Industrial Disease, Dire Straits
The Google campus doesn’t look as friendly as it used to. (this ia actually from Bartertown in Mad Max 3 - you can see Thunderdome in the middle)
Since the start of 2023, more than half-a-million tech workers have been laid off. This isn’t the impact of COVID, this isn’t a sudden realization that tech workers are under-performing, this isn’t (much) a wave of AI making tech workers more efficient, and the other usual shibboleths like “it was overhiring during the pandemic” or “it’s a wave of H1B workers” or “all knowledge worker jobs are being replaced by LLMs” are only vaguely correct. You could make a pretty reasonable case that it was the end of Zero Interest Rate Policy (ZIRP) and the corresponding impact of cost of capital - that the cost of borrowing went up, thus venture capital became a less attractive investment class than other areas, so less money went to building new companies and it was harder for existing firms to borrow, as investors went elsewhere for better returns. That is correct - and it would have had its impact - though that impact would have basically been the slowdown of new venture backed firms, not layoffs at the Big Tech Giants - and that did in fact happen. (There is definitely a knock-on effect at the Big Tech Giants where a lack of tech startups does bad things to the large parts of the ecosystem - but that effect is not as immediate as it was back in in the 2000 dot com crash.) But there’s a much more immediate bottom line reason.
Section 174 of the Internal Revenue Code governs the tax treatment of research and development (R&D) expenditures. For roughly 70 years, American companies could deduct 100% of “qualified research and development spending” in the year they incurred the costs, and this was generally interpreted pretty liberally. Salaries, software, contractor payments… if it contributed to creating or improving a product, it could be deducted “off the top” of a firm’s taxable income. The deduction was originally codified by Section 174 of the IRS Code of 1954, and under the provision, R&D flourished in the U.S. It gave us the dominance of Bell Labs, Microsoft, Apple, Google, Facebook - pretty much all the US technology booms you’ve lived through unless you’re quire venerable.
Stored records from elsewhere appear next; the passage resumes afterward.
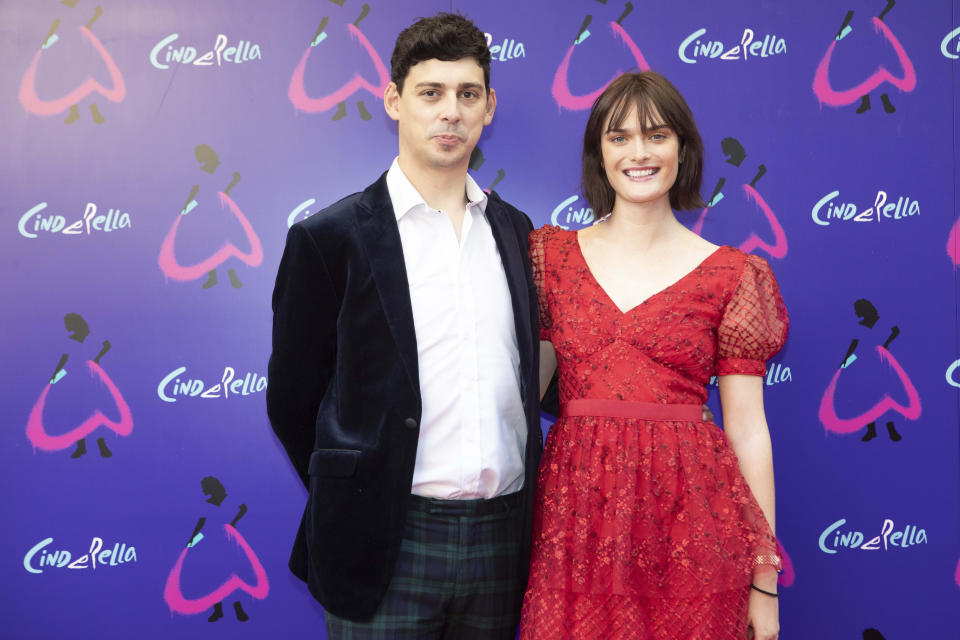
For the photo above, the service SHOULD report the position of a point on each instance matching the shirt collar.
(405, 196)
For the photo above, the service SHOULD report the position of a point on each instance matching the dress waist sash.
(627, 409)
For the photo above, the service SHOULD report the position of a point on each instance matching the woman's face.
(641, 167)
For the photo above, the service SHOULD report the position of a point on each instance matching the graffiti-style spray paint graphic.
(880, 358)
(228, 537)
(753, 242)
(209, 162)
(37, 431)
(788, 575)
(838, 98)
(953, 244)
(297, 91)
(561, 87)
(476, 161)
(71, 100)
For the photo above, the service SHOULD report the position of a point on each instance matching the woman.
(651, 523)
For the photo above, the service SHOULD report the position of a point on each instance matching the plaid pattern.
(457, 576)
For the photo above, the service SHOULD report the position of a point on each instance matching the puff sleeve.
(537, 241)
(754, 324)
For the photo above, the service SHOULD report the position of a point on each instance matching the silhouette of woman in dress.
(868, 318)
(173, 594)
(37, 432)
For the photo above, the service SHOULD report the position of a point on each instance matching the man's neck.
(442, 189)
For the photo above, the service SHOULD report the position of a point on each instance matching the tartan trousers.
(457, 575)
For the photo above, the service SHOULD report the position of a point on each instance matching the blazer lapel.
(381, 237)
(511, 255)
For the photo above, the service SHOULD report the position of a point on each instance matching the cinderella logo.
(297, 91)
(36, 105)
(44, 436)
(906, 81)
(167, 260)
(191, 588)
(875, 399)
(561, 87)
(951, 41)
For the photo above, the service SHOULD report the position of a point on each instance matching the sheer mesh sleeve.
(755, 322)
(537, 239)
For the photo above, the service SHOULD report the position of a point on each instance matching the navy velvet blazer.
(343, 390)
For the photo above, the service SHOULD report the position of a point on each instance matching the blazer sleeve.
(302, 360)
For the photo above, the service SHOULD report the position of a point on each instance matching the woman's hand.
(763, 616)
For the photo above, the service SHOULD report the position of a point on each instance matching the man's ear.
(391, 101)
(490, 108)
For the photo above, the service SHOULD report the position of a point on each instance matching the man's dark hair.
(445, 36)
(657, 102)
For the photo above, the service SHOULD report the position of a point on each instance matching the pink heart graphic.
(298, 94)
(33, 104)
(561, 89)
(776, 250)
(953, 244)
(827, 94)
(175, 599)
(832, 422)
(173, 269)
(38, 435)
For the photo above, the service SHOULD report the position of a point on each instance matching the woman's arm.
(745, 426)
(548, 364)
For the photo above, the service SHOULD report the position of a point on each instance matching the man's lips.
(447, 138)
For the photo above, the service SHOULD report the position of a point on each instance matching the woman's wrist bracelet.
(768, 593)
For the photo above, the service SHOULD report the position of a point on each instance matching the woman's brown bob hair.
(658, 102)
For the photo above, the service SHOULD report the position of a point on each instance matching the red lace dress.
(645, 528)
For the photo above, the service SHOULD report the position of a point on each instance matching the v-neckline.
(583, 259)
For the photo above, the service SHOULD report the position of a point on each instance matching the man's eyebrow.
(439, 85)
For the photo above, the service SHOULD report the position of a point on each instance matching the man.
(403, 379)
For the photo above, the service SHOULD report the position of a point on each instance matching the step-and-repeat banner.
(155, 153)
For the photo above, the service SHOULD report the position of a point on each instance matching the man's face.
(441, 113)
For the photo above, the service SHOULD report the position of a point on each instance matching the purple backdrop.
(147, 145)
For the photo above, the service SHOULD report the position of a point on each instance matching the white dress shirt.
(472, 431)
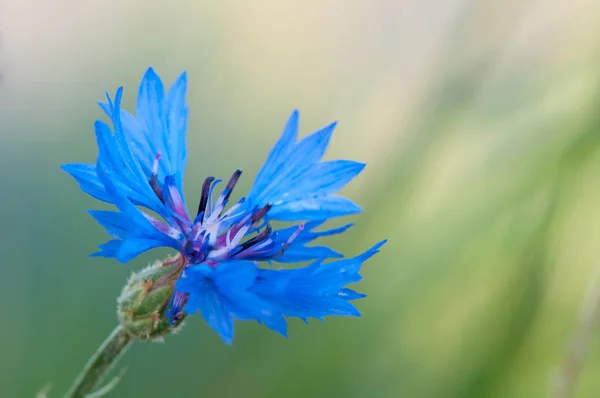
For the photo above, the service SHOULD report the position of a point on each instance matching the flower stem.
(581, 341)
(100, 363)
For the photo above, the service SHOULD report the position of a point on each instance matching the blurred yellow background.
(479, 121)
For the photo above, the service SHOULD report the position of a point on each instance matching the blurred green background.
(480, 124)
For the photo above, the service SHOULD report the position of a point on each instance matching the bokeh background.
(479, 121)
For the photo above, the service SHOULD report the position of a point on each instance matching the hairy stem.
(100, 363)
(583, 337)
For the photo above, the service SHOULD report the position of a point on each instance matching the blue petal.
(238, 290)
(87, 178)
(149, 111)
(297, 251)
(278, 156)
(314, 208)
(114, 222)
(297, 184)
(177, 115)
(214, 309)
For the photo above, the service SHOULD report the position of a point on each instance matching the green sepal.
(145, 297)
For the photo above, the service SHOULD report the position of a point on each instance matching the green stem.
(100, 363)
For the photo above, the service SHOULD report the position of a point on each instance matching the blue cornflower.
(140, 166)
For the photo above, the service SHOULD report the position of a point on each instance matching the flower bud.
(142, 304)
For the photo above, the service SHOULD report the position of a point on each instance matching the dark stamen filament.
(255, 240)
(204, 195)
(261, 213)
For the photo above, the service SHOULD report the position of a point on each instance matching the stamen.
(261, 213)
(256, 239)
(205, 194)
(291, 239)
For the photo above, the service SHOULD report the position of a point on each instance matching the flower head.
(140, 170)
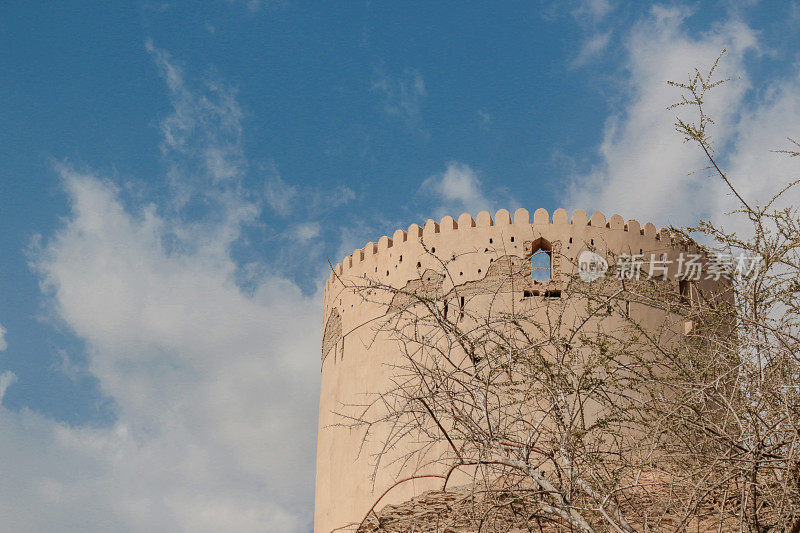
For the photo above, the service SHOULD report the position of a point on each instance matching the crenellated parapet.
(468, 246)
(464, 269)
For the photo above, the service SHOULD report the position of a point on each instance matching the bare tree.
(581, 413)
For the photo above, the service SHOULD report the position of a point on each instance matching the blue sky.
(175, 176)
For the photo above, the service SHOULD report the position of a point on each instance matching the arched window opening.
(541, 265)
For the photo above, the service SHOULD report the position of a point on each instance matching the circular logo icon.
(591, 266)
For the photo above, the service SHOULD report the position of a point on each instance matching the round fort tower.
(355, 362)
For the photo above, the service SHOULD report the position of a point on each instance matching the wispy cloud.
(592, 11)
(7, 379)
(215, 389)
(278, 193)
(403, 95)
(593, 47)
(645, 169)
(458, 189)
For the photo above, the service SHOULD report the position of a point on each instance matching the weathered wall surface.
(355, 363)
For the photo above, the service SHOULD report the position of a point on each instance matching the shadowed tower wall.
(356, 364)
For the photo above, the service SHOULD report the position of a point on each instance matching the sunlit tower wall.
(356, 364)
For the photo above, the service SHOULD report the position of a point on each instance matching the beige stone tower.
(353, 363)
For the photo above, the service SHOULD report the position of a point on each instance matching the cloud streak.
(215, 390)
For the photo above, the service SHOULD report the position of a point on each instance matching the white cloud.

So the way these regs are written: These expenditures must be for activities intended to discover information that eliminates uncertainty about the development or improvement of a product. (Kind of open-ended.) Prior to 2022, taxpayers could immediately deduct R&D expenditures in the year they were incurred, providing a significant tax benefit for businesses investing in innovation. Alternatively, taxpayers could capitalize these costs and amortize them over a period (e.g., at least 60 months) if they chose to defer the deduction. But it was pretty rare to do this, because you could directly manage your R&D payroll costs versus income to mitigate the tax hit. And societally, we accepted that - we were investing in growing the American economy.
But, the Tax Cuts and Jobs Act (TCJA) of 2017 amended Section 174, effective for tax years beginning after December 31, 2021. Starting in 2022, R&D expenditures must be capitalized and amortized over 5 years for domestic research (and 15 years for foreign research… which is pretty untenable.) This change eliminated the option to immediately deduct R&D costs, increasing tax liability for companies with significant research budgets in the short term. Even more annoying, amortization begins at the midpoint of the taxable year in which the expenses are incurred, using a straight-line method.